Four important things need to be done with grooming your puppy;

Dental Care: Your puppy is unlikely to appreciate you sticking your hands into its mouth, so this may be difficult at first. While you're doing this, your puppy will try to nibble on the toothbrush and possibly your hands. Brushing, on the other hand, is critical for your dog's oral health, and daily brushing can help prevent cavities and gingivitis.

Bathing: Bathe your dog only when necessary, such as when they smell bad and avoid over-bathing them because this removes essential oils from your puppy's coat. When bathing your puppy, treat them as an infant and test the water. If it's too hot for you, it's too hot for your puppy. 

Nail Care: You must make your dog feel at ease during this procedure. It may be simple to get them excited about grooming by allowing them to lick peanut butter as a treat the first few times. When trimming their nails, take care not to cut too close to the quick. This can be excruciatingly painful for your puppy. If your puppy has brown or black nails, it can be difficult to file them back quickly, so try taking off small bits at a time.

Trimming the Coat: When your puppy's coat is damp after a bath, it is best to cut it. Puppies do not always require frequent trimmings, but as they age, they may require more, particularly if your puppy has a thick coat. Trim your puppy's coat starting at the back of the neck and working your way down to the legs. You don't want to over-trim your puppy's coat, so just take a little bit off at a time.
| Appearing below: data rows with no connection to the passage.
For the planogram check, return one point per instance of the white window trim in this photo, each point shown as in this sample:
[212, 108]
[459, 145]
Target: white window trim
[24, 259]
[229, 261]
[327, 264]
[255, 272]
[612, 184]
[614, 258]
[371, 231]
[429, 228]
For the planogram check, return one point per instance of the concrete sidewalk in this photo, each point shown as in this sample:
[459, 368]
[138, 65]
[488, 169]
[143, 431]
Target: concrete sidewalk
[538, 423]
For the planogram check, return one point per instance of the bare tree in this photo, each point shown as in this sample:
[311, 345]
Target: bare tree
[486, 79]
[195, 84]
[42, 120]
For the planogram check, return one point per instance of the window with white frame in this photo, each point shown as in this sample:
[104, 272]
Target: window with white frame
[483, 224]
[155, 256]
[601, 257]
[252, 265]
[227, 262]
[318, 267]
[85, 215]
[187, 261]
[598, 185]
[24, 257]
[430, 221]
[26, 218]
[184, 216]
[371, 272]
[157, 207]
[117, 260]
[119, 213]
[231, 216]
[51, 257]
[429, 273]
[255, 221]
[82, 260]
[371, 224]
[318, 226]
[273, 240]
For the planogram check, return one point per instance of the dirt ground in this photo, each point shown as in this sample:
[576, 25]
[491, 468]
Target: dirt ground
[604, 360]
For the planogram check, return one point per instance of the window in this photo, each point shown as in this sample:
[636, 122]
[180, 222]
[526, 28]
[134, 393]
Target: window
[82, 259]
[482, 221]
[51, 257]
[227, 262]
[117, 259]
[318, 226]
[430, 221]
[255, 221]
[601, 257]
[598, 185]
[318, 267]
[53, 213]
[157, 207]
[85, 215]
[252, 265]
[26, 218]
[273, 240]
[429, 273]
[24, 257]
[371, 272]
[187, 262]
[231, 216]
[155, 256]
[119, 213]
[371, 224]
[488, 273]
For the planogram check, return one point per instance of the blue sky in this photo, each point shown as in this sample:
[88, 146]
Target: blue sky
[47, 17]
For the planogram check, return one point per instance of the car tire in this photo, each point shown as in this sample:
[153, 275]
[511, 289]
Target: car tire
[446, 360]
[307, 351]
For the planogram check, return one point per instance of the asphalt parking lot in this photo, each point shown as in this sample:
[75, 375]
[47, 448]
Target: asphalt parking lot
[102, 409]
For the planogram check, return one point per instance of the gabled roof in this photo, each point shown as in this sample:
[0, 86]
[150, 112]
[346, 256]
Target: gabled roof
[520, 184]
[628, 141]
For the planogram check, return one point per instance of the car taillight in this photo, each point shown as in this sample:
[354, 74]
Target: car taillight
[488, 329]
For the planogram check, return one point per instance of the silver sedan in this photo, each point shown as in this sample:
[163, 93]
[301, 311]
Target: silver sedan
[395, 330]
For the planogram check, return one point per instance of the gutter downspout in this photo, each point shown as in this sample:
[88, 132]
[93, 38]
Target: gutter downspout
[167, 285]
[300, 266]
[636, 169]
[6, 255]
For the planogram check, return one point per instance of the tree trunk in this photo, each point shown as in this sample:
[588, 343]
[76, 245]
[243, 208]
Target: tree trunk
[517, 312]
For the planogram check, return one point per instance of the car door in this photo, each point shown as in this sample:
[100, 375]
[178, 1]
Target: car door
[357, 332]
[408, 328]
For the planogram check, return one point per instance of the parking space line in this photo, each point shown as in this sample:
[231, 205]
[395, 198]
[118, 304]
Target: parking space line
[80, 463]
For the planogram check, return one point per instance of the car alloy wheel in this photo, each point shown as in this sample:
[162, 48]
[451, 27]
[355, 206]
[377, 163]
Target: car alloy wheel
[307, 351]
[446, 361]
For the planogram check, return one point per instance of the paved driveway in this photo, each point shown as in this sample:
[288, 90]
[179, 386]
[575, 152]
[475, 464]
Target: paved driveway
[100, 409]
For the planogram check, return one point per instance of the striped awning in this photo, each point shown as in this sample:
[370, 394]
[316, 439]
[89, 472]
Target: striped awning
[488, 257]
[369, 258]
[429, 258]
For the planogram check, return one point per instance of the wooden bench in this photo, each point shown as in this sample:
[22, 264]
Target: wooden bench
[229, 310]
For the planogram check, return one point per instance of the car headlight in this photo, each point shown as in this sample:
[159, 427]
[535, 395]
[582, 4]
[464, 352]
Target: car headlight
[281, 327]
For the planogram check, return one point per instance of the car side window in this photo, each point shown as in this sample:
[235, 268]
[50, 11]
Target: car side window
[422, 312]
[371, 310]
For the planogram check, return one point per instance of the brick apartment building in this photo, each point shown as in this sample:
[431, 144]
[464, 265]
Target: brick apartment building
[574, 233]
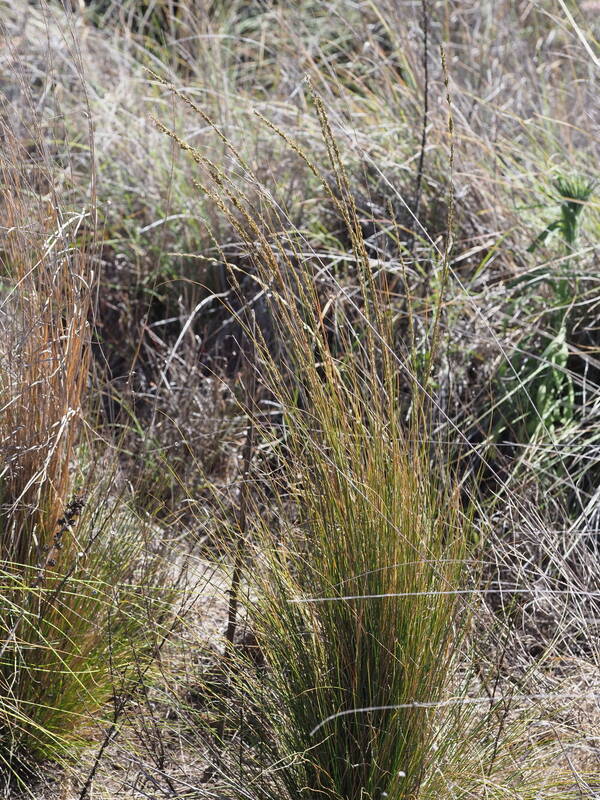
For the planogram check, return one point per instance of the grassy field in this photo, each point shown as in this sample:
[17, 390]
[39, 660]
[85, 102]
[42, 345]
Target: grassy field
[300, 399]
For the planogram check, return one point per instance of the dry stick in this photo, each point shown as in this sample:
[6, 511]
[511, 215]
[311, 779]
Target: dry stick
[242, 522]
[244, 493]
[418, 187]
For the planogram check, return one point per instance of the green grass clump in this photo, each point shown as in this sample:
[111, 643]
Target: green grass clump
[79, 608]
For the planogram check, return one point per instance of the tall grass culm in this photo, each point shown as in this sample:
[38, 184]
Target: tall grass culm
[355, 600]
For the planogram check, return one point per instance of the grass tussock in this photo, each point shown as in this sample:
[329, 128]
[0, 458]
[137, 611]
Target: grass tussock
[306, 292]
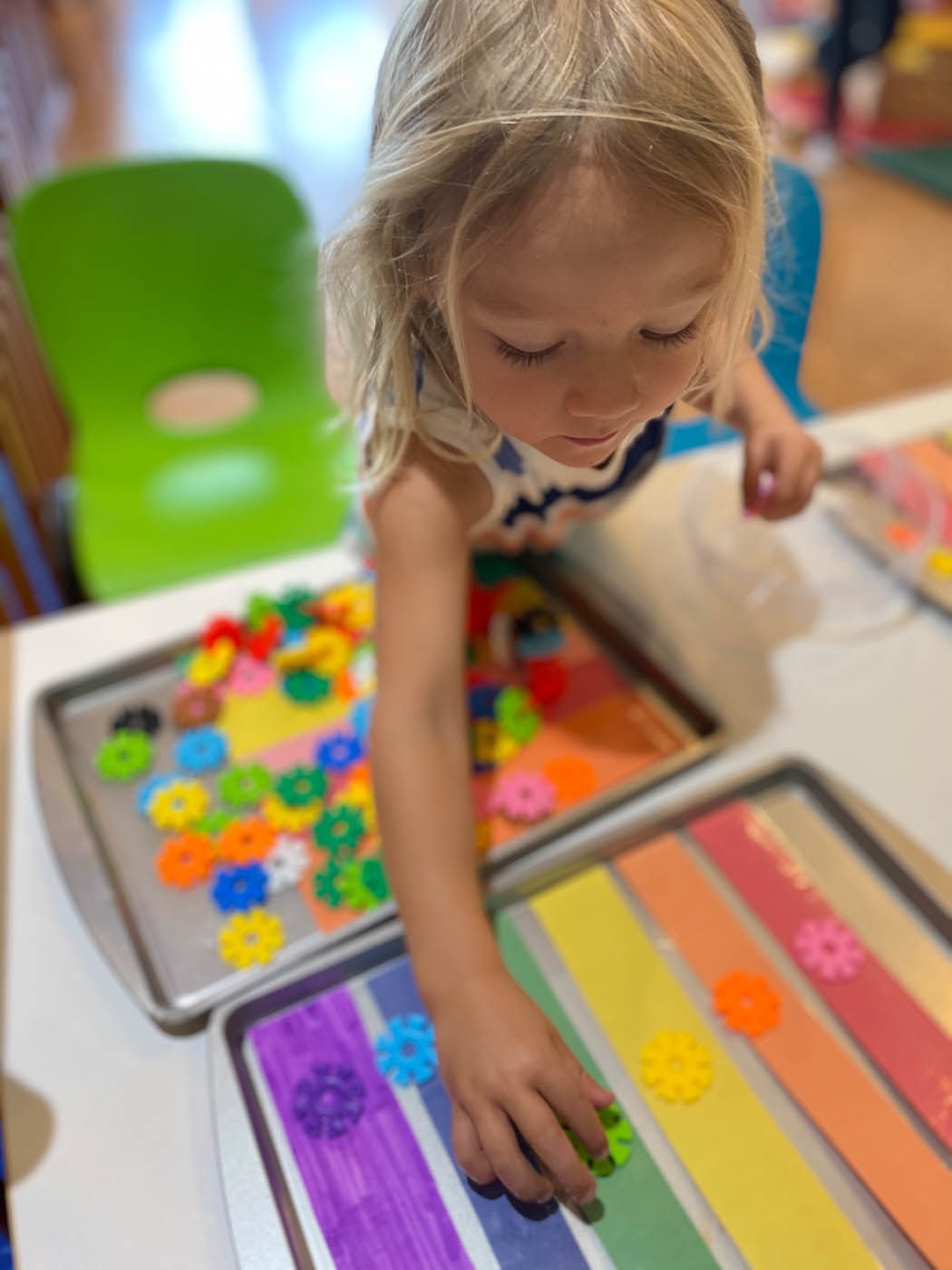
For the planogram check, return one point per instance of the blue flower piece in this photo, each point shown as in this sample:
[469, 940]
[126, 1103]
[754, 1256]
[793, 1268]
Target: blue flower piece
[408, 1053]
[241, 888]
[149, 789]
[361, 718]
[508, 457]
[482, 700]
[200, 749]
[339, 751]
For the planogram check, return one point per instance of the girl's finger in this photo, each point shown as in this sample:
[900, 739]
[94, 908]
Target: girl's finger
[467, 1149]
[510, 1165]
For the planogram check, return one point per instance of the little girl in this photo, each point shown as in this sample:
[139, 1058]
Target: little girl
[561, 235]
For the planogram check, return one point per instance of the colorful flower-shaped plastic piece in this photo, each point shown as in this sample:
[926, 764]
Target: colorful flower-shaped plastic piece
[221, 628]
[548, 679]
[329, 1101]
[137, 719]
[289, 819]
[675, 1066]
[196, 707]
[325, 884]
[149, 789]
[262, 641]
[178, 806]
[523, 796]
[339, 751]
[364, 883]
[123, 755]
[406, 1053]
[517, 714]
[186, 860]
[249, 937]
[245, 786]
[573, 777]
[200, 749]
[216, 821]
[358, 796]
[746, 1002]
[340, 829]
[286, 863]
[240, 888]
[294, 610]
[828, 949]
[306, 688]
[619, 1134]
[249, 676]
[301, 785]
[482, 701]
[211, 664]
[244, 841]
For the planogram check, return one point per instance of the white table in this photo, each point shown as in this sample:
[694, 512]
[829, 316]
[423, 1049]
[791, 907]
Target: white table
[110, 1146]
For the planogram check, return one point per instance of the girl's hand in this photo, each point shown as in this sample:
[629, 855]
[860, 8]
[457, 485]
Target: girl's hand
[782, 464]
[507, 1067]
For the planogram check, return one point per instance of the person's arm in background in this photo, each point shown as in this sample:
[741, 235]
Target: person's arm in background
[503, 1062]
[774, 444]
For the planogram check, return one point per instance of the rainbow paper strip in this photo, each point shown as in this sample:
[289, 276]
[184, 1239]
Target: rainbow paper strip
[764, 1194]
[847, 1105]
[908, 1047]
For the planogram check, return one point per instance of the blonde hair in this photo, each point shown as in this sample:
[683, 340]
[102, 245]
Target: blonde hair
[479, 103]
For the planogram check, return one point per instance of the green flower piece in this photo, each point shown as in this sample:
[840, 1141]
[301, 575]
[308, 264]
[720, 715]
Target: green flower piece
[306, 688]
[517, 715]
[619, 1134]
[364, 883]
[215, 822]
[291, 609]
[124, 755]
[244, 786]
[301, 785]
[340, 829]
[325, 884]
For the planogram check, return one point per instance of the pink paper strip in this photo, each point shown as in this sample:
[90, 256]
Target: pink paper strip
[908, 1047]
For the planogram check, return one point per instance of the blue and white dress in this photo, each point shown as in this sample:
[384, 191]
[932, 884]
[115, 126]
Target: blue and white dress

Scheduling Grooming Early & Often

Many owners make the mistake of delaying their puppy's first grooming appointment for too long. Remember, the younger the puppy, the easier it will be to train. Puppies should be groomed no later than 16 weeks of age. Waiting too long, depending on the breed, can cause matting in your puppy's hair, which can be traumatizing and necessitate shaving.

The first session with your puppy should be brief. Many groomers advise sticking to the following services for the first few visits before progressing to a full cut later on:

  • Bathing
  • Light brushing
  • Nail trim
  • Ear cleaning
  • Light trim around the face

Make it a Routine

Grooming should begin as soon as possible in your puppy's schedule to ensure that they become accustomed to it. Remember that your dog is a creature of habit, so take them to the same spot every time you groom them so they know what to expect. For example, if you clean your dog in the bathroom, make sure cleaning always happens in the bathroom.

The same can be said for bringing your new puppy to the groomer. iI’s typically 6-8 weeks between grooming appointments, so make sure you follow this schedule to try and get your puppy accustomed to grooming.